The exhibition also included 22 chromogenic prints made from Polaroids shot in the mid-1970s. They were taken when Welling was a recent graduate of the California Institute of the Arts, where he was taught by John Baldessari, amongst others, and became interested in a conceptual approach to photographic-based media. Although these small-scale works document banal subjects and employ a snapshot format, they are anything but casual: strikingly artful, they are notable not only for their measured compositions, rich tones and pristine detail, but also for an intense awareness of the quality and texture of the light that fills the space between object and viewer. Most of these images are dazzlingly simple: Orange Window (1976), for example, depicts sunlight filtering through bamboo blinds, while Motel (1976) captures the barest sliver of a motel sign at night, perpendicular to a narrow bar of light underneath the building's eaves. The sombre, almost painterly Eggs (1976) and Marble Counter Top and Urn (1976), in which a glass jar and urn are discernible only in the form of reflections glinting on their transparent surfaces, are contemplative images reminiscent of nothing so much as Chardin still lifes; at the same time they don't aspire to mimic painting, but to exploit the particular possibilities of the Polaroid process while exploring light, colour and framing.

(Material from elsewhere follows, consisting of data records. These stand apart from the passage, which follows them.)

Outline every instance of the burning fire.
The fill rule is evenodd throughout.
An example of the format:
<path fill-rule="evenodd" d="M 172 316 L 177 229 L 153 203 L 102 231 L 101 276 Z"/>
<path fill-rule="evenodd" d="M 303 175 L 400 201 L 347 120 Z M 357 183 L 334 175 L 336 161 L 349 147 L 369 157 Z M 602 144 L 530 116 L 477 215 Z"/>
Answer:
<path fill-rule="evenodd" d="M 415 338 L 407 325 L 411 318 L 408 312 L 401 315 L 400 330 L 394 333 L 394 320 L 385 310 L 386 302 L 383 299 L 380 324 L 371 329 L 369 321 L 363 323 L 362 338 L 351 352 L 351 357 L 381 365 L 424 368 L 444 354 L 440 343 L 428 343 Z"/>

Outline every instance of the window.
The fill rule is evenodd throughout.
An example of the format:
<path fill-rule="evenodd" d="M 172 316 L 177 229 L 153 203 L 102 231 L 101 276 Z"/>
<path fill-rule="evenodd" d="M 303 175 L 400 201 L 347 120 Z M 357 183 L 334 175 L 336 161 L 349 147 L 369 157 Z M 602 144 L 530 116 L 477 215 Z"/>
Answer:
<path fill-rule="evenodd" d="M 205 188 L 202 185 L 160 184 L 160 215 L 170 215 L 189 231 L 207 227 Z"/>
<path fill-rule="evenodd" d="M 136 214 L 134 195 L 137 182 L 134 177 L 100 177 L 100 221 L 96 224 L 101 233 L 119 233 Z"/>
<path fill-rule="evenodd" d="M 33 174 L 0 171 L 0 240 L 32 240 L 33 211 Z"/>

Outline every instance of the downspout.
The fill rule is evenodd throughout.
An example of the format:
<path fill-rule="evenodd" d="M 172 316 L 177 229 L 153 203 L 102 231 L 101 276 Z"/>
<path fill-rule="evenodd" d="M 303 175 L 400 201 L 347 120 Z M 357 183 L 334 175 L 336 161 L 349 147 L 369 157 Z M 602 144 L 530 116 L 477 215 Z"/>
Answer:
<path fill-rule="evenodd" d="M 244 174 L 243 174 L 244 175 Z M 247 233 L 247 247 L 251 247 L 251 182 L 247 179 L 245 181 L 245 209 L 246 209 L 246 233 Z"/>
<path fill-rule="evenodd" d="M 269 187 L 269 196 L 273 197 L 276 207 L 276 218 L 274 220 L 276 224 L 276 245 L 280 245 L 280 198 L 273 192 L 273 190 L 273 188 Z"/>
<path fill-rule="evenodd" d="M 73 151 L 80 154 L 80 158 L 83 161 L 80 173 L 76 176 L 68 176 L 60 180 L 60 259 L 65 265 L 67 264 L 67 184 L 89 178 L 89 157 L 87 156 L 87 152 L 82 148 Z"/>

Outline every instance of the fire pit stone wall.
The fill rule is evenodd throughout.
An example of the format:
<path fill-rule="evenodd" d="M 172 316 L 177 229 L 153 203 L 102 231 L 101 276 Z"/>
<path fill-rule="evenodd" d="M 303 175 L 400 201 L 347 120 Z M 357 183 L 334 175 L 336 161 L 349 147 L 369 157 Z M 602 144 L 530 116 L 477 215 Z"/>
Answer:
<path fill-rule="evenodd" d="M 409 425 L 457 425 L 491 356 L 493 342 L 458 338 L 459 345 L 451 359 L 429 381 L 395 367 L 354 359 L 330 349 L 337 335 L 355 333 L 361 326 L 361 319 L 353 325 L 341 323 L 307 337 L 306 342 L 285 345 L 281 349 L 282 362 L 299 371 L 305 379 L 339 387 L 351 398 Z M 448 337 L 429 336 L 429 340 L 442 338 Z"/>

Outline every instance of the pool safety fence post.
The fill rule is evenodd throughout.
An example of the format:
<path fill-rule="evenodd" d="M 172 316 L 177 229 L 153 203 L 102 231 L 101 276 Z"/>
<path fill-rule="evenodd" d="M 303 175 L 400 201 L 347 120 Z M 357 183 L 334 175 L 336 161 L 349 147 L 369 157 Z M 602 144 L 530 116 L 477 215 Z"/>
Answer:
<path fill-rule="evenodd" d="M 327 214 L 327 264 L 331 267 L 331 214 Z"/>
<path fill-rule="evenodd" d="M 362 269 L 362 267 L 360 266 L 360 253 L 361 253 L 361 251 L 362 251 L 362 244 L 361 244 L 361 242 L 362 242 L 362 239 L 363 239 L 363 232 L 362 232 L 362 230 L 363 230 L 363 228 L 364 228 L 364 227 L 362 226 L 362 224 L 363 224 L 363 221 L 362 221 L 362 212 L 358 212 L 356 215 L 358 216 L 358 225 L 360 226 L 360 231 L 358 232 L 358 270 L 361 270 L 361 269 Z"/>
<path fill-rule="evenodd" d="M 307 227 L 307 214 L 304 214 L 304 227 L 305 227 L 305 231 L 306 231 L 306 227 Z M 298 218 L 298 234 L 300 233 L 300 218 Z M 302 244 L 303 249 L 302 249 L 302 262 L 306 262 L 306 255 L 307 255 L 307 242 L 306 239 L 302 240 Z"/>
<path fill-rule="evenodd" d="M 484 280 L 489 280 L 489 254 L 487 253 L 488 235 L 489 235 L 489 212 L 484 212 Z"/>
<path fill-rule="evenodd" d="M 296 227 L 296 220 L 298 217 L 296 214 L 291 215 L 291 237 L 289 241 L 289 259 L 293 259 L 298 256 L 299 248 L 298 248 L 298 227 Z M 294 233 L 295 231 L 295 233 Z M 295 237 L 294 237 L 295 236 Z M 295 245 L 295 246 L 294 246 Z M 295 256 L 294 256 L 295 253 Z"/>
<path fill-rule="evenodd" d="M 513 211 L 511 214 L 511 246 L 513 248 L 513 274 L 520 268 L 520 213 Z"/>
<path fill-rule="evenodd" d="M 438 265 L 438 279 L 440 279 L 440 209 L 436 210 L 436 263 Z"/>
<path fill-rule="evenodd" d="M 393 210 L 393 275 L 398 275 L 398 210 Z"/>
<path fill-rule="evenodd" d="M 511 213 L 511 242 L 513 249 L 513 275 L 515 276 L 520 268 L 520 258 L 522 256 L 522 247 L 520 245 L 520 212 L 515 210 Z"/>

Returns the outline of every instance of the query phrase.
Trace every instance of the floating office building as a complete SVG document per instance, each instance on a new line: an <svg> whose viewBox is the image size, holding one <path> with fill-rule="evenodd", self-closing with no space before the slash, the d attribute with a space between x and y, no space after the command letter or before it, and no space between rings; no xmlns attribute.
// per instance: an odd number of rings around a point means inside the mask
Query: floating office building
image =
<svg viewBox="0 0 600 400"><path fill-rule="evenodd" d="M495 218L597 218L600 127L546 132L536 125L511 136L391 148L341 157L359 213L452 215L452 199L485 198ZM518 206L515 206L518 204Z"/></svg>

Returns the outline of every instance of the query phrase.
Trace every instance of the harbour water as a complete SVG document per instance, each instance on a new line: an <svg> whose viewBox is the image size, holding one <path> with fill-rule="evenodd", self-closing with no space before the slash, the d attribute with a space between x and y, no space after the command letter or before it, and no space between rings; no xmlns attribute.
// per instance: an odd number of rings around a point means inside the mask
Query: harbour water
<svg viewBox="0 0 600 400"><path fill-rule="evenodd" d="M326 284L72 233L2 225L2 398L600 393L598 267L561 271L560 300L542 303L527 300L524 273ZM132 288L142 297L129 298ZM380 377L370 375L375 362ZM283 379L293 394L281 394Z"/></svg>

Unlike the work of many photographers popular in recent years, Welling's project has steadfastly avoided any hint of narration, steering clear of two enduring potential pitfalls: a specious realism and an obvious exploitation of photography's innately surreal aspects. Resisting easy assimilation, his photographs don't carry the kind of contagion that Susan Sontag defined as one of the drawbacks of 'photographic seeing'. Both oblique and utterly straightforward, they don't change the way we see the world, but rather make us conscious of how we see it, achieving a tension between objectivity and subjectivity that is a stubbornly difficult achievement.